Meski begitu, Calsedonia tetap mempertahankan senyum cerianya sambil menjawab dengan tegas, “Kamu salah paham sedikit. Atau mungkin tidak salah sama sekali. Ini bukan tentang dia yang membuatku bahagia; ini tentang aku yang membuatnya bahagia . Dan… dan jika dia bisa bahagia, maka itulah kebahagiaan tertinggi bagiku.”
Setelah mengalami tahun yang menyakitkan, Tatsumi dibawa ke dunia ini oleh Calsedonia, yang ingin menuntunnya menuju kebahagiaan. Jika dia menjalani kehidupan yang bahagia di dunia asalnya, Calsedonia tidak akan memanggilnya. Meskipun bersatu kembali dengan Tatsumi tentu saja merupakan keinginannya yang terdalam, dia mengerti bahwa tidak ada gunanya menghancurkan kehidupan bahagia Tatsumi untuk itu.

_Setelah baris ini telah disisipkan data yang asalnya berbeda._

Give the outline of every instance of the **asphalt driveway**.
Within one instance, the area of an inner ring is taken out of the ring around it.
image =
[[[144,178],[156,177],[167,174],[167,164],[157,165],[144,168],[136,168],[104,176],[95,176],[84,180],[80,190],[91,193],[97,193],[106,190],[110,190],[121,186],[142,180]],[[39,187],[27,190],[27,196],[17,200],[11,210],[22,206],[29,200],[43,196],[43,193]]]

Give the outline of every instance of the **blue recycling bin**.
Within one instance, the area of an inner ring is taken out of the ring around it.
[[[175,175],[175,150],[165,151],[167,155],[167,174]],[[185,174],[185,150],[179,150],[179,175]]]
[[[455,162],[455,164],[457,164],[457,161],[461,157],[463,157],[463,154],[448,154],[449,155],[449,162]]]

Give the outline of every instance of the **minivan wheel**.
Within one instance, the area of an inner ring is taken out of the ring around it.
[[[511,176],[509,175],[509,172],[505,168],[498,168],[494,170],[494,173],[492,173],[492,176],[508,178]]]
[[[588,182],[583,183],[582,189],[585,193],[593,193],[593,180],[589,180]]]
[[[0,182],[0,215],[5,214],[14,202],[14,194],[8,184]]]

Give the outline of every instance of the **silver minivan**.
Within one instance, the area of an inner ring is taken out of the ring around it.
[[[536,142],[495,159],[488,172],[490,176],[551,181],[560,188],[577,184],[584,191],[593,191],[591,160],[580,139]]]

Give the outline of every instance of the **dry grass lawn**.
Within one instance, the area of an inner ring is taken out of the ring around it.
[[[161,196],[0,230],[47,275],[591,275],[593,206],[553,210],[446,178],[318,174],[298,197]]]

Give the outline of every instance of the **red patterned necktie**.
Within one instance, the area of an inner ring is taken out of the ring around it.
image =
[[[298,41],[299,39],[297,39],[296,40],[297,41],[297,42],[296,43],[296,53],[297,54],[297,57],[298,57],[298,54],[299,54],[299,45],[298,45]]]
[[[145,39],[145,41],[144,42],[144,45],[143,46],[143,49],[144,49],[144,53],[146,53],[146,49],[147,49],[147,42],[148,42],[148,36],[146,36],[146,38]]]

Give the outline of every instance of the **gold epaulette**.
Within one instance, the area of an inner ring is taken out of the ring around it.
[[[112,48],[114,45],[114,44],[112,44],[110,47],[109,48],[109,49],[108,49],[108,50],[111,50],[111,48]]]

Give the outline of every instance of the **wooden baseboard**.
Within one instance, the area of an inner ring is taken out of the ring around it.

“Tinggal bersamanya adalah kebahagiaan terbesar bagiku,” kata Calsedonia sambil tersenyum tenang.
“Begitukah… Tekadmu tidak goyah, bukan?” jawabnya, suaranya rendah. Ia mendesah sedih, menunduk dan menutupi wajahnya dengan kedua tangannya.
Lalu seluruh tubuh laki-laki itu mulai bergetar hebat.
“Ada apa?” tanya Calsedonia, tiba-tiba merasa khawatir. Dia belum pernah melihatnya bersikap seperti ini.
Ia pertama kali bertemu dengannya saat ia dirawat oleh Giuseppe. Mereka telah saling kenal sejak lama, dan dalam ingatannya, Giuseppe selalu menjadi sosok yang pendiam dengan senyum yang lembut. Ia belum pernah melihatnya memancarkan aura yang begitu menyeramkan.
Merasa ada yang tidak beres, Calsedonia mengulurkan tangan untuk menyentuh bahunya yang gemetar. Tepat saat itu, dia menyadari bahwa dia menggumamkan sesuatu dengan suara pelan, wajahnya masih menunduk ke tanah.
“Dia milikku….”
Suaranya, yang bergema menakutkan seolah-olah dari kedalaman bumi, membuat bulu kuduk Calsedonia merinding. Secara refleks, dia menarik tangannya dan berdiri tiba-tiba.
“Kau… Kau tidak mungkin…” Suaranya bergetar saat kata-kata itu keluar dari bibir halusnya.
Bereaksi terhadap suaranya, dia mengangkat wajahnya, matanya dipenuhi kegilaan saat dia melihat Calsedonia, dan menyeringai, “Calsedonia… Aku tidak akan memberikanmu kepada siapa pun… Kau… Kau milikku…”
Dalam tatapannya, Calsedonia melihat cahaya merah yang seharusnya tidak ada di mata manusia, dan dia menyadari bahwa situasinya telah berubah menjadi berbahaya.